Se me mostró que muchas personas no comprenden la extensión del mal que nos ha sobrecogido. Se han halagado a sí mismos diciéndose que las dificultades de la nación pronto se solucionarán y que pronto concluirán la confusión y la guerra, pero todos quedarán convencidos de que la situación no es tan sencilla como se había anticipado. Muchos han esperado que el norte aseste un golpe y ponga punto final al conflicto.

Se me llamó la atención al Israel antiguo mantenido en esclavitud por los egipcios. El Señor obró mediante Moisés y Aarón para ponerlo en libertad. Se llevaron a cabo milagros delante de Faraón para convencerlo de que esos hombres habían sido especialmente enviados por Dios para pedirle que dejara en libertad a Israel. Pero el corazón de Faraón se endureció contra los mensajeros del Señor, por lo que descartó los milagros obrados en su presencia. Debido a eso los egipcios tuvieron que soportar los juicios de Dios.
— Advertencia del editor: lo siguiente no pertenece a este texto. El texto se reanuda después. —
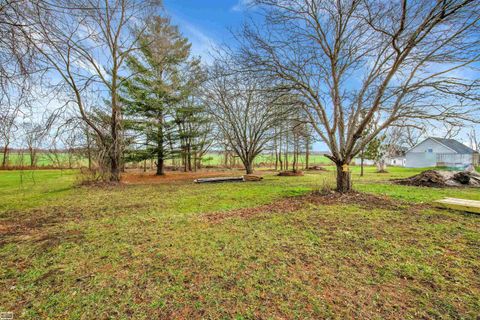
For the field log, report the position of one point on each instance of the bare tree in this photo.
(86, 42)
(355, 60)
(244, 111)
(474, 140)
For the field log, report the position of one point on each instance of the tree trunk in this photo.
(5, 156)
(160, 164)
(362, 158)
(249, 166)
(307, 155)
(114, 168)
(344, 183)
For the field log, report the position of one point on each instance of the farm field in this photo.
(210, 159)
(149, 249)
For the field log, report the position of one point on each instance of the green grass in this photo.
(211, 159)
(149, 251)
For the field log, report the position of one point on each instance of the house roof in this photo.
(455, 145)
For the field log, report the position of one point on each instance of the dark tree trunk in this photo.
(160, 164)
(276, 160)
(5, 156)
(362, 158)
(307, 155)
(249, 166)
(114, 169)
(344, 183)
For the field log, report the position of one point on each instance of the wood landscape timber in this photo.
(459, 204)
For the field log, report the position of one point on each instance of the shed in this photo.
(440, 152)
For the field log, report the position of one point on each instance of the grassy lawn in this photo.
(211, 159)
(234, 251)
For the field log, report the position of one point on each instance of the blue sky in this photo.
(206, 22)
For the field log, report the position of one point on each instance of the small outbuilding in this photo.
(439, 152)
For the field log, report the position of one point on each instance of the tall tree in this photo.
(86, 44)
(355, 60)
(245, 111)
(157, 86)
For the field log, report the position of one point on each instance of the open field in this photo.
(211, 159)
(266, 250)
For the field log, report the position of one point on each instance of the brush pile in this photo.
(442, 179)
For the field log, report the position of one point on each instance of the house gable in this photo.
(430, 145)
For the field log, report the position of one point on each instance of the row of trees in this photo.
(346, 71)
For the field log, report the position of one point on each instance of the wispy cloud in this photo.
(202, 44)
(242, 5)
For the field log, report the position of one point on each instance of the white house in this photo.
(438, 152)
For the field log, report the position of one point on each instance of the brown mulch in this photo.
(169, 177)
(292, 204)
(290, 173)
(441, 179)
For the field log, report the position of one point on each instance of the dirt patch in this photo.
(295, 173)
(36, 226)
(317, 168)
(292, 204)
(169, 177)
(442, 179)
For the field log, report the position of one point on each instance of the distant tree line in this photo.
(117, 80)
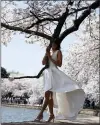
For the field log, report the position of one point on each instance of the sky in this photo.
(26, 58)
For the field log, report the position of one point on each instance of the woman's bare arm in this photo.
(44, 61)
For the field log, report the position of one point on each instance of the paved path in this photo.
(81, 120)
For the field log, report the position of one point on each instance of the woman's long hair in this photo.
(57, 42)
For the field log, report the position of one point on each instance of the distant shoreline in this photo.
(92, 112)
(22, 106)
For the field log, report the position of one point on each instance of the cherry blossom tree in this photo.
(82, 60)
(44, 21)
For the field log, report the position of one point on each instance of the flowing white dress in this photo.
(68, 96)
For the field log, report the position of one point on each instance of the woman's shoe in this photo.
(51, 118)
(39, 118)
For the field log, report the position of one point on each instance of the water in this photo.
(12, 114)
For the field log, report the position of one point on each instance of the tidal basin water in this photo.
(12, 114)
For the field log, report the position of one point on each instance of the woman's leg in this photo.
(46, 101)
(50, 104)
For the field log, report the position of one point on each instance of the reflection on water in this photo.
(12, 114)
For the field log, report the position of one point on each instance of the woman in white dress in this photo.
(63, 96)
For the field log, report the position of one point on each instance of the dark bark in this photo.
(57, 31)
(26, 31)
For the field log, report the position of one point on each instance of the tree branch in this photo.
(78, 21)
(38, 76)
(42, 20)
(25, 31)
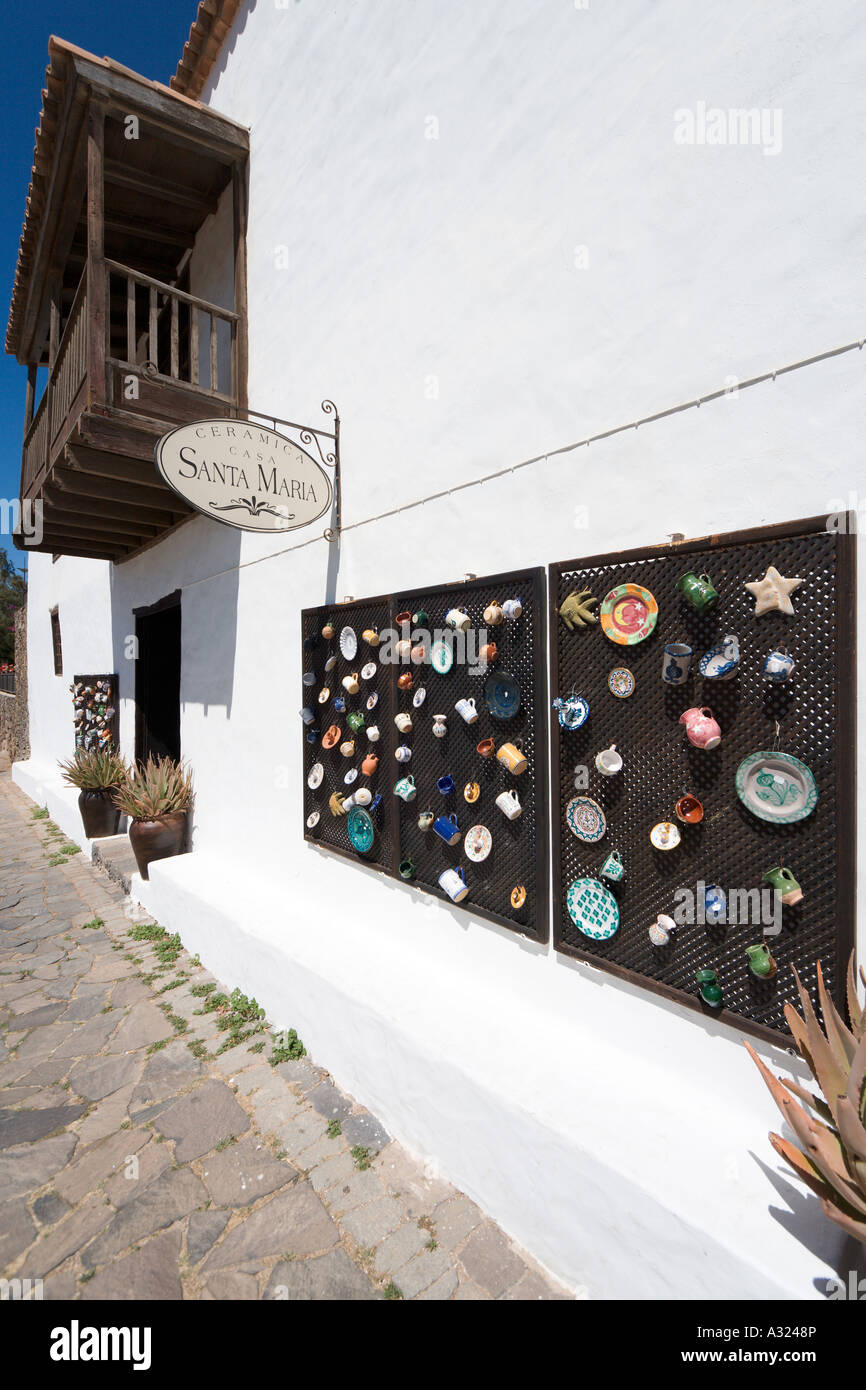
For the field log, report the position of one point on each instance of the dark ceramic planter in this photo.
(99, 813)
(157, 838)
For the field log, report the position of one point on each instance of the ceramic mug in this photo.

Fueron visitados con plagas y mientras sufrían bajo el efecto de las mismas, Faraón consintió en poner en libertad al pueblo de Israel. Pero en cuanto desapareció la causa de sus sufrimientos, su corazón volvió a endurecerse. Sus consejeros y los hombres poderosos se hicieron fuertes contra Dios y trataron de explicar las plagas como el resultado de causas naturales. Cada visitación de Dios era más severa que la anterior, y sin embargo ellos no libertaron a los hijos de Israel hasta que el ángel del Señor mató a los primogénitos de los egipcios. Desde el rey sentado en su trono hasta el súbdito más humilde, experimentaron aflicción y luto. Después de eso Faraón ordenó la salida de Israel; pero después que los egipcios hubieron enterrado a sus muertos, él se arrepintió de haberlos dejado salir. Sus consejeros y dirigentes trataron de explicar el origen de su aflicción. No quisieron admitir que habían experimentado el juicio de Dios, de modo que salieron en persecución de los hijos de Israel.

Cuando los israelitas vieron a los soldados egipcios que los perseguían, algunos en caballos y otros en carros, y equipados para la guerra, desfallecieron de temor. El Mar Rojo estaba delante de ellos y los egipcios detrás. De modo que no podían ver ninguna vía de escape. Los egipcios lanzaron exclamaciones de triunfo al ver que los israelitas se encontraban completamente a su merced. El pueblo estaba muy atemorizado. Pero el Señor le ordenó a Moisés que indicara al pueblo que avanzara y que levantara la vara y extendiera su mano sobre el mar para dividir sus aguas. El así lo hizo y las aguas se separaron, lo que permitió al pueblo de Israel pasar sobre tierra seca. Faraón había resistido durante tanto tiempo a Dios y había endurecido tanto su corazón contra sus obras poderosas y admirables, que en su ceguera se apresuró a entrar en el camino que Dios había preparado milagrosamente para su pueblo. Nuevamente a Moisés se le ordenó que extendiera su brazo sobre el mar “y el mar se volvió en toda su fuerza”, y las aguas cubrieron a la hueste egipcia y todos se ahogaron.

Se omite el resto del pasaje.